We cannot so focus our judicial consideration of the statute. The Act in question, Chapter 29752, Laws of Florida 1955, contains no severability clause and, even if it did, it is inconceivable to us that the Legislature would have passed this Act without the twenty-four provisos. It imposes no undue burden on our judicial knowledge to take cognizance of the propo*196sition that these provisos were obviously included as amendments to the originally introduced bill. Each amendment was inserted on the motion of the legislative delegation from the particular county or counties included within the proviso. Obviously, these provisos were conditions precedent to the ultimate approval of the bill that eventually became a law. See Journal of the Senate May 17, 1955, p. 617, and Journal of the House of Representatives, May 23, 1955, p. 1147.

If we can in any case safely conclude that the legislative intent is clearly reflected by the provisions of an Act, it certainly appears that in this instance it was beyond doubt intended that these provisos were conditions to final passage. The Act itself would never have become a law but for the insertion of the provisos, including the one objected to by the relators. This being so, it appears that if the proviso were held invalid the relators would be relegated to prior law rather than subsection (f) of the Act under attack.

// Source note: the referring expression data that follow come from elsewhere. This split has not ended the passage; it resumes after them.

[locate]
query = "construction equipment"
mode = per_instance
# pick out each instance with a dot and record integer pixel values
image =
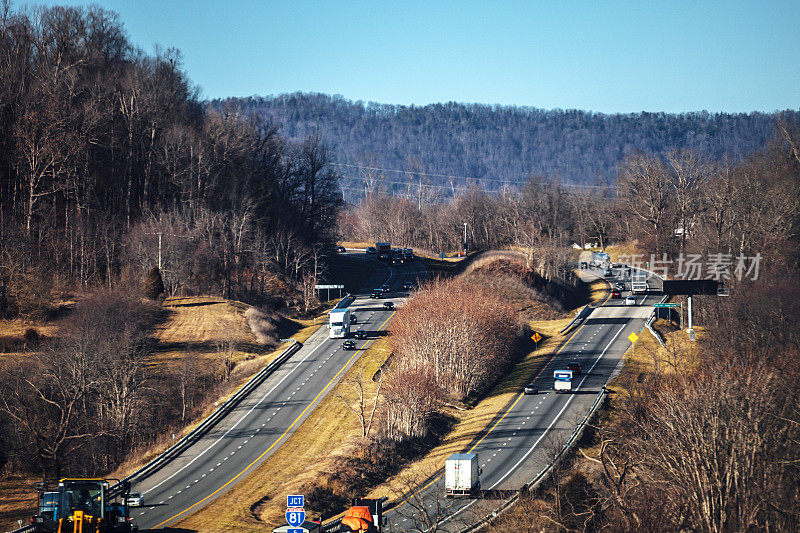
(84, 505)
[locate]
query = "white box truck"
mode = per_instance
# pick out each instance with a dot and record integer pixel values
(562, 381)
(639, 282)
(461, 474)
(339, 323)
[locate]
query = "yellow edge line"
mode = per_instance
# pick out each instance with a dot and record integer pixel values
(279, 438)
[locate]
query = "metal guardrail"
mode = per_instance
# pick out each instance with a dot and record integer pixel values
(583, 313)
(213, 418)
(544, 472)
(191, 437)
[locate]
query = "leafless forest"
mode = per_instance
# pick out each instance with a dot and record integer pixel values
(106, 151)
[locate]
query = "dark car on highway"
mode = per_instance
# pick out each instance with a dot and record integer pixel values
(575, 367)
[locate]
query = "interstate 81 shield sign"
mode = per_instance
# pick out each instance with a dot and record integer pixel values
(295, 516)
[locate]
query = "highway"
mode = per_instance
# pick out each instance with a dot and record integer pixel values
(524, 438)
(267, 417)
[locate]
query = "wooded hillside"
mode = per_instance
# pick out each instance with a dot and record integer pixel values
(497, 145)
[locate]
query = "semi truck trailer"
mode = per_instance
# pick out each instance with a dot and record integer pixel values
(562, 381)
(461, 474)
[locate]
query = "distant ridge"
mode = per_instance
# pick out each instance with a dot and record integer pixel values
(503, 143)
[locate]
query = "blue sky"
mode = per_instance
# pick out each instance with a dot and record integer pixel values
(601, 56)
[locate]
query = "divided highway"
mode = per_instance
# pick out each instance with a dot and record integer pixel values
(268, 416)
(524, 439)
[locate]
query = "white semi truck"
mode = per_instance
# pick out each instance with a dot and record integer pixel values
(562, 381)
(339, 323)
(461, 474)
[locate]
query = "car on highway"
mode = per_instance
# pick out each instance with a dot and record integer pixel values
(575, 367)
(135, 499)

If all of Chapter 29752, Laws of 1955, were necessarily stricken because of the twenty-four provisos, each of which would be unconstitutional under relators’ argument, then the relators would have to fall back on Chapter 28192, Laws of 1953, Section 125.161, Florida Statutes 1953. This Act except for a difference in population groupings is identical in its basic characteristics with the 1955 Act and fixes the salary of the relators at $4,800. If we applied the reasoning of the relators to the 1953 Act and held it for naught, they would have to fall -back on Chapter 25113, Laws of Florida 1949, which is a population act likewise fixing their salary at $4,800. We deem it unnecessary to speculate back of 1949. The point is obvious that if the 1955 proviso attacked by the relators is unconstitutional, they still could not possibly establish a clear legal right to an increased salary. Of course, if it is constitutional, their salary is $4,800 as contended by the appellee-respondent.

In view of this situation it becomes unnecessary to pass upon the constitutionality of the Act under attack. Unfortunately for the relators, perhaps, their contentions in the court below and here place them upon the horns of a dilemma and not being able to occupy both positions, they failed in establishing their right to the issuance of a writ of mandamus.

We are sorely tempted to enter upon an historical discussion which we believe would clearly demonstrate the confusion, dissatisfaction and almost unlimited volumes of litigation that have resulted from the enactment of so-called “population bills”. This case is merely illustrative of the many which fill the official reports of this court. However, such a discussion is not essential to the ultimate decision in the case at bar. We abide by the rule that unless essential to a decision of the cause, the question of the constitutionality of a legislative enactment will not be considered by the court.

The relators, therefore, having failed to establish a clear legal right which entitles them to a performance of - a clear legal duty by the respondent, the order of the trial judge sustaining the motion to quash the alternative writ was correct.

The judgment is affirmed.

DREW, C. J., TERRELL, ROBERTS and O’CONNELL, J J.,. and WALKER, Associate Justice, concur.